Newsletter November I

Wie gestalte ich eine Rede interaktiv und lasse die Zuhörer direkt daran teilhaben?
Wie verhindere ich, dass mir das Publikum nicht mehr zuhört?

Um das Publikum in eine Rede einzubinden und daran teilhaben zu lassen, verwendet man idealerweise  direkte Aufforderungen. Natürlich gibt es dazu viele verschiedene Techniken. Am besten eignen sich meiner Ansicht nach Hand-Hoch-Fragen (Abstimmungsfragen). Dazu stellen Sie dem Publikum eine Frage und geben den Leuten nur die Möglichkeit mit „Ja“ oder „Nein“ zu antworten. Diese Antwort wird dann mit einem simplen Handheben beantwortet. Nachdem Sie Ihre Frage gestellt haben, hängen Sie noch ein: „Hand hoch!“, an, denn nur dann wissen die Zuhörer was genau zu tun ist und werden aufgefordert an ihrer Rede aktiv teilzunehmen.

Beispiel: „Wer von Ihnen ist mit dem Auto hierher gekommen? Hand hoch!“

Der große Vorteil dieser Frageart ist, dass Sie schnell und ohne großen Aufwand ein Ergebnis erzielen, die Zuhörer werden aktiv und Sie etablieren sich als Meinungsführer.

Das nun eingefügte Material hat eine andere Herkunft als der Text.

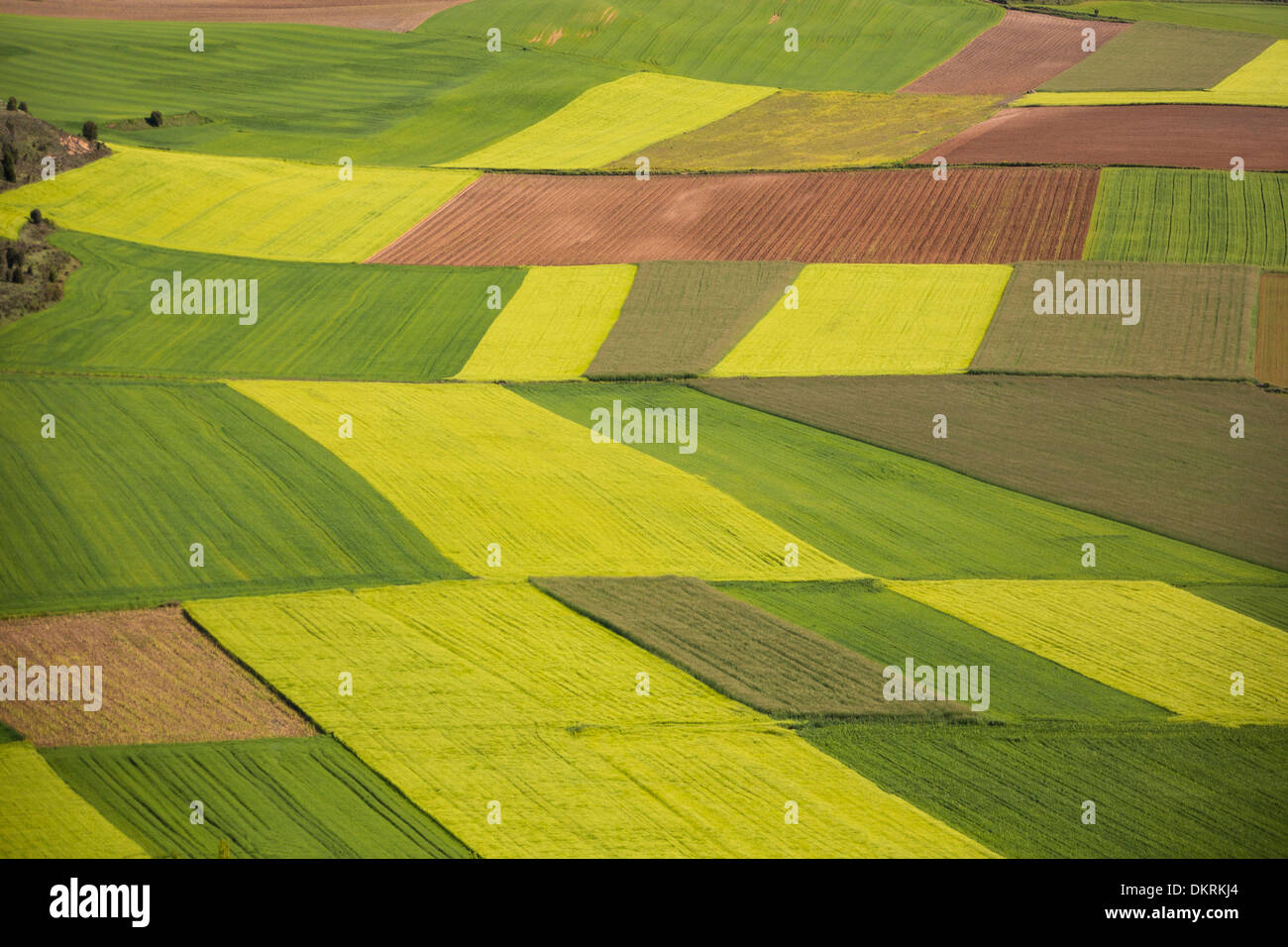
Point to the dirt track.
(848, 217)
(1158, 136)
(397, 16)
(1017, 55)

Wichtig ist aber auch, dass Sie diese Technik richtig einsetzen. Denn oft höre ich bei dieser Technik Beispiele von Teilnehmern wie: „Gibt es ein denn ein schöneres Gemälde als das?“ Das wäre dann aber eine Einschätzungsfrage, denn das ist nicht eindeutig zu beantworten. Eines steht dann auf jeden Fall fest, Sie werden keine brauchbare Reaktion des Publikums bekommen.

Tipp:
 Falls Sie auf ein spezielles Ergebnis hoffen, können Sie Ihre Frage schon gezielt formulieren. Denn aufgrund der tief verankerten Angst eines jeden, sich öffentlich zu blamieren, wird niemand aufzeigen, der sich seiner Sache nicht ganz sicher ist. Also fragen Sie so, dass jeder der für Ihr gewünschtes Ergebnis ist, nicht aufzeigen muss. So bleiben die Hände aller unentschlossener unten. Natürlich kann man diese erweiterte Technik nur bei Fragen zu Meinungen verwenden. Welche guten Techniken es noch gibt, erfahren Sie in weiteren Newslettern oder Sie wollen es richtig lernen und besuchen ein Seminar.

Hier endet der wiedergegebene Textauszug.